陈宫轻瞥了蹇秀一眼,赶紧不动声色的提醒了一句:“假如说袁家真的就这么把袁绍交了出去,我们又该怎么办?毕竟现在城中到处张贴着我的画像。”
目光仍然紧紧注视着场上的曹操,蹇秀正色道:“公台兄,放心吧,袁逢是个老狐狸,他懂得事情轻重。”
停顿片刻,蹇秀又解释道:“刘宏迟早会把屠刀架在他们头上,如果现在不趁着还能动好好扑腾几下,往后恐怕就没有一点机会了。”
陈宫嘴角掠过一丝赞叹的笑,暗赞蹇秀的这一番话说得绝妙。心理对这个阉党子弟愈发好奇起来,经过这么多天朝夕相处,蹇秀总能一针见血解开他的疑惑,可以说常有惊人之语。
“淳于琼,你个莽货,害我匪浅啊!”
脚步有些踉跄,袁绍跌跌撞撞走到咧嘴憨笑的淳于琼面前,啪啪上去就是两个分量十足的耳巴子。

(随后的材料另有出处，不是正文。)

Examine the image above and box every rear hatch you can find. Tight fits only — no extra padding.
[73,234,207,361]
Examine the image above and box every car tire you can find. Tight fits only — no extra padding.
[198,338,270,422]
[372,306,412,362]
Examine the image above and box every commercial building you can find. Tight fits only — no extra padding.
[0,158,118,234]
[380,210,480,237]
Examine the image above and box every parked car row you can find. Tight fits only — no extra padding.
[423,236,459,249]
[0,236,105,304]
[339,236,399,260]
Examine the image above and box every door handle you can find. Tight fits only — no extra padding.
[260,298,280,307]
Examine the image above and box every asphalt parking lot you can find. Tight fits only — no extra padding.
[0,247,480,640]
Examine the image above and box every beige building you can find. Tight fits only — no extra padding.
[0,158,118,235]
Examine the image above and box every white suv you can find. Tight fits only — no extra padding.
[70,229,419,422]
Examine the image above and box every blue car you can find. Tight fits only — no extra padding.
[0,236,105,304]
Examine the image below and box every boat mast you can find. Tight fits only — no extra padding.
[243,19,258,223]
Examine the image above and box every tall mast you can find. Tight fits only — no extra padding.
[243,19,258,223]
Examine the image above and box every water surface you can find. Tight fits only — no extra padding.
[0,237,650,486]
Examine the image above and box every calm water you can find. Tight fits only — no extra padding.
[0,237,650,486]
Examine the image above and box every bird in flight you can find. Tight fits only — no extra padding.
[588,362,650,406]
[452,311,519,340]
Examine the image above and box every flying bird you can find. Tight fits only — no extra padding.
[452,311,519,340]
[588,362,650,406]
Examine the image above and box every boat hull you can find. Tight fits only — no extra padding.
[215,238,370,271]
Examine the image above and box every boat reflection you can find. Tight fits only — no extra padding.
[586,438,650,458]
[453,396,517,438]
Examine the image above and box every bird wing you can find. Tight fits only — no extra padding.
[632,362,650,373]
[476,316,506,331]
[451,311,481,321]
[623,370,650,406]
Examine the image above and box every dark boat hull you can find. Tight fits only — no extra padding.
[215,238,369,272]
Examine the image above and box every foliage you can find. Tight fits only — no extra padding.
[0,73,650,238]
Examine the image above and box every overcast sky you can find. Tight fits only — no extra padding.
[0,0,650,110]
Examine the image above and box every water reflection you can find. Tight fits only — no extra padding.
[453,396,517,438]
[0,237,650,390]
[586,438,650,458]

直把淳于琼这家伙扇的右脸迅速鼓起来,肿得像个泡胀的发酵面点。
“本初你为何打我?”
淳于琼难以置信捂住被打的右脸,凶悍表情消失的无影无踪,尽管是在醉酒的状态下,他同样不敢对袁绍表现出哪怕半点儿桀骜神态。
“打你?我没杀了你都算轻的!你擅自带兵横闯皇城置陛下于何处,置我于何地,你是想造反吗!”
袁绍越说越激动,索性撩起袖子逮住淳于琼一顿猛扇,心里却满是苦涩,后悔自己怎么就收了这样的党羽?彻彻底底的完犊子货!
淳于琼虽是粗人,但并非不明事理的蛮夫,他心里是有算计的,猛地遭到袁绍暴打,浑噩的头脑渐渐的重新被唤醒起来,而酒意也消散了大半。
“是极是极!淳于琼你可真是本初的好鹰犬,属实忠心可嘉呀。”
一直在旁边冷眼看着的曹操适时开口嘲讽道,他不说还好,一说袁绍随即面色不善的看向了他。
闻言淳于琼神色一震,试图反辩曹操之词,却发现自己竟无言以对。恢复神智之后,他自然明白这次酿下的大祸着实不小曹操的话如利刃之般,直接戳中了淳于琼的软肋。
原本愤怒的淳于琼,那满腔的怒焰,仿佛顷刻间被曹操的话所浇灭,整个人顿时沉默焉了下来,单膝跪地,懊丧的在袁绍脚旁低下头。
“闹呀,怎么不闹了?你们不是自诩为正人君子吗?不是口口声声说要铲除我曹孟德吗?为何一个个装起哑巴!”
曹操声音逐渐加高,脸上充满玩味轻蔑的表情,临了嘟囔了句:“酒囊饭袋,世俗小人,真是可笑!”
“够了曹操,还想在老朽府前羞辱到几时?”曹操刚想命曹洪趁机押走袁绍,身后府门再度被打开,传出句轻斥责声。
循声望去,曹操爽朗笑笑:“袁太公仍健在啊?曹某还以为太公乞骸骨后连路都走不稳了呢,现在来看倒是多虑了。
来人花白胡须,峨冠博带,尽管身材因为重病形消骨立,但双眼之中偶尔透露出的智慧光芒,显示出他的不凡。
袁逢眯起眼睛,目视自己这个后辈良久,这才开口道:“曹阿瞒你还想怎么闹?老朽一一奉陪,还有士孙瑞,你领这么多太学生干什么?速速退去吧!”